I got the chance to see Fox Searchlight's NOTES ON A SCANDAL last night at a preview screening. First, a note on the screening itself. If you ever get the chance to screen a movie in a private screening room at a studio or entertainment business (last night it was courtesy of Dolby), do it. All of the screening rooms at Paramount (THE best), Disney, the Writers Guild, the Directors Guild and now Dolby that I have experienced are truly great theaters. The only mainstream theater that I have experienced that rivals them is the Village Theater in Westwood.
Now, back to the movie.
I didn't think I was going to regard it as much, given that I'm generally not into woman-on-woman stories. But the flick is quite something. The storyline involves a kind of a love triangle between Cate Blanchett's character Sheba, Judi Dench's Barbara, and newcomer Andrew Simpson, who plays Steven Connolly. It seems 15-year-old Connolly has seduced Sheba, his teacher and the object of Barbara's affection; And when possessive Barbara finds out, drama ensues.
It's a rather riveting when-she-gonna-spill-the-beans storyline with a thread of camp running through it, courtesy of a snappy script and some lovely delivery by Dench.

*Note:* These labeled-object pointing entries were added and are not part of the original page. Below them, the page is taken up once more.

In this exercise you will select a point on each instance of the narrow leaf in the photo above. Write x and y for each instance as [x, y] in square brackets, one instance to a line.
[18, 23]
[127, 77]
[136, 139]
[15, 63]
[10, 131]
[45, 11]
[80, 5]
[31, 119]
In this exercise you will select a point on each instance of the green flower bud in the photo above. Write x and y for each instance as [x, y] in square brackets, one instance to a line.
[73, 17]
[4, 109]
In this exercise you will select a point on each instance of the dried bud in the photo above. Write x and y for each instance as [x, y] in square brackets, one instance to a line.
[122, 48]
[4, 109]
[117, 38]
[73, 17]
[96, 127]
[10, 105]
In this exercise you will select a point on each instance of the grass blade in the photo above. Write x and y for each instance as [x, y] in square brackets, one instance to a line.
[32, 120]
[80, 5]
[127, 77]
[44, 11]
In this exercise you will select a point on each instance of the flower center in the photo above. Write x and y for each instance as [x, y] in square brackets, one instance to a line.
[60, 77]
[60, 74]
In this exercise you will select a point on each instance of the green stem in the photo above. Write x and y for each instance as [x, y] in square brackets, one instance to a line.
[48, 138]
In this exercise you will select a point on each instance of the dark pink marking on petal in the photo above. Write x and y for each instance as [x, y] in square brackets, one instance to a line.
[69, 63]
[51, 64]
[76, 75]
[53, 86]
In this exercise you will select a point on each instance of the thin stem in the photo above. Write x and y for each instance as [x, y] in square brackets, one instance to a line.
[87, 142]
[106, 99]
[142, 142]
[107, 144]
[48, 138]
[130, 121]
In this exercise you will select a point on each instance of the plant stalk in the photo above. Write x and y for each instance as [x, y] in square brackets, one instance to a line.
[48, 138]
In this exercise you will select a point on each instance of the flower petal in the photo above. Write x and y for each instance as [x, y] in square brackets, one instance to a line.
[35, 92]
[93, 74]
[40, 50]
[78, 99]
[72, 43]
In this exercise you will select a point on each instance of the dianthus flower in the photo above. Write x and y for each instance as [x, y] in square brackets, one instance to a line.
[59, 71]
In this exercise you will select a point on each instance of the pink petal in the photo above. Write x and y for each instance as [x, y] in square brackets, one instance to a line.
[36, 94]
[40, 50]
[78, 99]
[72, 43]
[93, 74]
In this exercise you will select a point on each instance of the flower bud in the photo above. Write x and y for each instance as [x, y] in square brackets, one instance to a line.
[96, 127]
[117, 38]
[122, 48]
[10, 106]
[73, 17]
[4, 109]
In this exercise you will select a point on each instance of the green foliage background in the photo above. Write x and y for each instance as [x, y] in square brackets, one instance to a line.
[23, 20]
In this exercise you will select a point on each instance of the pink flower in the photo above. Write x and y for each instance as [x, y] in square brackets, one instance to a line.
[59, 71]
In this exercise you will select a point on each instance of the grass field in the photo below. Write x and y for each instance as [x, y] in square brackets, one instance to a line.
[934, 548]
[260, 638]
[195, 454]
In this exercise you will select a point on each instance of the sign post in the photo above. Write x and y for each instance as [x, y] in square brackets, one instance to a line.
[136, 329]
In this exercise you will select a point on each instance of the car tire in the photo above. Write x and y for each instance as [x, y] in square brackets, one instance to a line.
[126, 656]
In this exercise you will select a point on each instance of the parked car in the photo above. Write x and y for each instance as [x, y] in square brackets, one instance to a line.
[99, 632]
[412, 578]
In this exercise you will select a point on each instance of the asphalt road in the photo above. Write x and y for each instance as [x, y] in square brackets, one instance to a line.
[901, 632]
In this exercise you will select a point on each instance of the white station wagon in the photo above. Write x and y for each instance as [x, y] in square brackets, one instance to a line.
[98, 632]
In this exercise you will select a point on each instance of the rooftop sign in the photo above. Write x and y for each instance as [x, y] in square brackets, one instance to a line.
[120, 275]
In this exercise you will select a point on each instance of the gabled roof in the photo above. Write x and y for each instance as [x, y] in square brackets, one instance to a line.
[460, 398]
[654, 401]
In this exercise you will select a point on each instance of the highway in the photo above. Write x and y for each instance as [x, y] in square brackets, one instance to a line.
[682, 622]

It's also a fascinating study of unconventional relationships, leaving me wondering what is and isn't OK, and who can and cannot be romantically invovled with one another?
It should be no surprise, given the two matriarchs of the cast, that the performances are very strong. I even found myself believing that young Connolly's advances toward his teacher were genuine and, at the same time, very innocent.
A passing note on the 15-year-old. When the movie was shot, Simpson was 17. I'm not generally attracted to teenagers, but he is quite easy on the eyes. So, while Sheba's affair with 15-year-old Connolly is quite illegal, the audience's attraction to 17-year-old Simpson is (if you're OK with looking at an Abercrombie & Fitch catalog) quite all right.
The best thing about the movie might be its length. I've seen so many movies in the last couple of years that dragged and dragged. In just 98 minutes, NOTES ON A SCANDAL gets you in and gets you out in just the right time.
FINAL ANALYSIS: Especially in light of most of the crap that was out this year, this is a small, refreshing film that simply aspires to be what is: A study of unconventional relationships. 7 out of 10.